For marketing reasons she’s called a jazz singer, a less than fitting title. Detroit-born (in 1956) and raised on Motown, Reeves sings with an R&B vocabulary. But her musicianship and her curiosity have led her to many other styles: Latin, African, funk, jazz. In that busy mixture, romance and pain – the hallmarks of the girl singer – are kept between the lines. Like her idol, Sarah Vaughan, Reeves isn’t one for revelation; she seems happiest when she’s hopping vocally through minefields of tricky harmonies. With each step she maintains a dogged optimism, no matter how dark the song.

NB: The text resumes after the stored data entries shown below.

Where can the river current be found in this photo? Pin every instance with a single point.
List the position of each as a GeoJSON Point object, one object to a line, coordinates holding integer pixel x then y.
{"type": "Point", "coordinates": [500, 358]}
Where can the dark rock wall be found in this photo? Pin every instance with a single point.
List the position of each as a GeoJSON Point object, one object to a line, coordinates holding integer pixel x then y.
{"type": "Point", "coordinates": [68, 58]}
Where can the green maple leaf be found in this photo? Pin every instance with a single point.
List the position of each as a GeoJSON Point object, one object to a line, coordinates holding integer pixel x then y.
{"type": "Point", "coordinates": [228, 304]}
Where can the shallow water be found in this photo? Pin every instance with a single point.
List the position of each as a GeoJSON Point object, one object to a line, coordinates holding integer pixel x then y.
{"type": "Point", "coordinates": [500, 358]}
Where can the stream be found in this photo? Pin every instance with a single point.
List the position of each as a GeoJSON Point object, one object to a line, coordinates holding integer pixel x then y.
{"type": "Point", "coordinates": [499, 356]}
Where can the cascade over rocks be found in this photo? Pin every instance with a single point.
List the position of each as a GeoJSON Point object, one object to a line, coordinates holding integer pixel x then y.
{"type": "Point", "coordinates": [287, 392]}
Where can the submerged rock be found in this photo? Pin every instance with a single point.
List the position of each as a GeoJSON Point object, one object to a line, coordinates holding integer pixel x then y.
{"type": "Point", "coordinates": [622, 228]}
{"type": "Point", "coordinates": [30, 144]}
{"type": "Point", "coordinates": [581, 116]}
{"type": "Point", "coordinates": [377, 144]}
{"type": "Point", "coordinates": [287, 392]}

This CD covers most of her solo recording career, which began on the Los Angeles-based Palo Alto label in 1982, then blossomed in her long and continued association with Blue Note. Back in the ‘70s, when she lived in L.A., Reeves found a soulmate in Billy Childs, a pianist-arranger who’s as adventurous as she is. Childs loves to overhaul even a perfectly constructed standard, changing the time, chords, and feeling until they say more of him than of the composer. He does that here with
My Funny Valentine. As written, it’s a poignant statement about complete acceptance of a flawed loved one. But in Childs’s synthesized pop-funk setting, it becomes a vehicle for Reeves to flex her R&B chops and flaunt her Motown-style melisma. The Suzanne of Leonard Cohen’s classic folk song is a mysterious nature girl who holds the key to ultimate happiness. Childs’s turbulent arrangement makes Suzanne’s oasis seem like a place where thunderclouds are about to burst. Accompanied by Mulgrew Miller, Reeves strips The Twelfth of Never of its innocent sweetness and focuses on the music; to “melt [her] heart like April snow” would be a challenge.

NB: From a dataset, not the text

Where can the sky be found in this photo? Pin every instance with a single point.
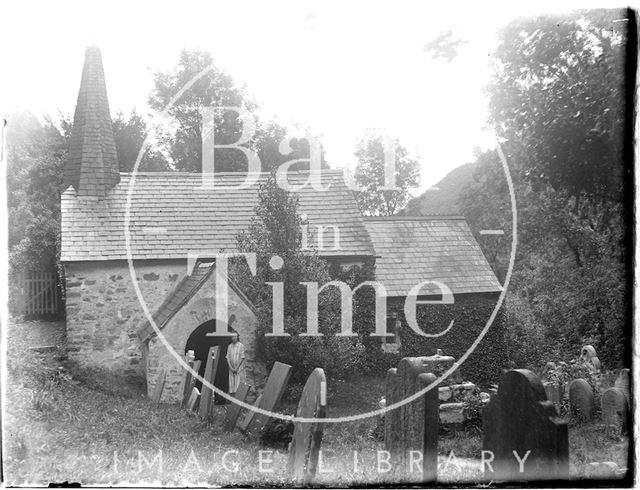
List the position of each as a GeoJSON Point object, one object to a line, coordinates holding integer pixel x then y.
{"type": "Point", "coordinates": [337, 68]}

The temperature rises when she turns to
In Your Eyes, Peter Gabriel’s 1986 hit. As sung by Reeves, it’s an aggressive statement of need, tinged with anger. She becomes the sixth voice of a superior jazz quintet; it includes expatriate Brazilian guitarist Romero Lubambo and Munyungo Jackson, a percussionist of high resourcefulness and taste.

Herbie Hancock wrote
Chan’s Song as an instrumental for the 1986 jazz-noir film Round Midnight. Stevie Wonder added words, and the song became Never Said, a smooth-jazz ballad. Reeves sang it on her first Blue Note album, with Hancock playing piano. One of his greatest living peers, McCoy Tyner, recorded a lovely original, You Taught My Heart to Sing, in 1985 with Jackie McLean. Sammy Cahn gave it one of his last lyrics. Reeves’s perfect enunciation would surely have pleased him.

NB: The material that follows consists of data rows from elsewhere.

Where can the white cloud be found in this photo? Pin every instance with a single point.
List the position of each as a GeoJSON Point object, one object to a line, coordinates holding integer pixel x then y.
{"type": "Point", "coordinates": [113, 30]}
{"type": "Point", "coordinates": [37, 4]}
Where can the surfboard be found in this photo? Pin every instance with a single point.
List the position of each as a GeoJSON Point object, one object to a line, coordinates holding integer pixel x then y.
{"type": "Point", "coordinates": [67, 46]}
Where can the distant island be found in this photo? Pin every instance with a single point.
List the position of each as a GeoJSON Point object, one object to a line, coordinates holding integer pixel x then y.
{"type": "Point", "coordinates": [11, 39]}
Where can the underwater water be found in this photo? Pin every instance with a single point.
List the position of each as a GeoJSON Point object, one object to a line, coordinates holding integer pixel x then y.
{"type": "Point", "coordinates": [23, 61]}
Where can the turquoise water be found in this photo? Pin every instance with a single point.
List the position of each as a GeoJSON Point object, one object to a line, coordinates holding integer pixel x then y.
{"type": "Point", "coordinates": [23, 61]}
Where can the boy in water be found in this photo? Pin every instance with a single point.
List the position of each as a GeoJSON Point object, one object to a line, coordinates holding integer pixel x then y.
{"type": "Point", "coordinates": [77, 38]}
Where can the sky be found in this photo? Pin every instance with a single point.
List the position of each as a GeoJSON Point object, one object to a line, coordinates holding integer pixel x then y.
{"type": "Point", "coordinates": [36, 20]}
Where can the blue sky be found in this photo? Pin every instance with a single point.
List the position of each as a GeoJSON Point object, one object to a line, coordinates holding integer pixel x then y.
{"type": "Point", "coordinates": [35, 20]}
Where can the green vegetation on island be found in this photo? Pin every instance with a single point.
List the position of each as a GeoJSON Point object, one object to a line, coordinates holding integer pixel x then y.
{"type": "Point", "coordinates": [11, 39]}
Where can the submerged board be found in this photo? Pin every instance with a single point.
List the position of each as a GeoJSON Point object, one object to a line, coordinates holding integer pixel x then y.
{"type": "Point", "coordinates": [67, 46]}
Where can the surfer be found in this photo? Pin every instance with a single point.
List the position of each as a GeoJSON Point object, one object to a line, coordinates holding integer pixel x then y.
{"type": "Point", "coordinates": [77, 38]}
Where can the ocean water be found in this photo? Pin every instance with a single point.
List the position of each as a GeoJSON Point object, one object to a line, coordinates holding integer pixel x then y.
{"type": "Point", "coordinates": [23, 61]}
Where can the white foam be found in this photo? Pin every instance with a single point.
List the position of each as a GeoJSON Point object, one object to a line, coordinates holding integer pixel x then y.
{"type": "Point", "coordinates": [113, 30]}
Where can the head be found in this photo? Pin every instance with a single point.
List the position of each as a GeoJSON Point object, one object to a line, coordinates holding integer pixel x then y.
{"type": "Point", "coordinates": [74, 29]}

The Calling is her opulent orchestral tribute to the singer whose 1974 album Sarah Vaughan and Michel Legrand showed Reeves the potential of a jazz voice. “That was magic, to be able to sing like that,” she explained. “My life was really, really painful then, and I could feel the vibration of her voice deep inside.” The Calling includes Speak Low, one of the more seductive songs ever written about seizing the moment. Amid the lushness of the strings, arranger Childs injects a creeping sense of unease. And when Reeves sings, “Will you speak low to me, speak love to me, and soon,” the threat of time slipping away is enough to make you shiver.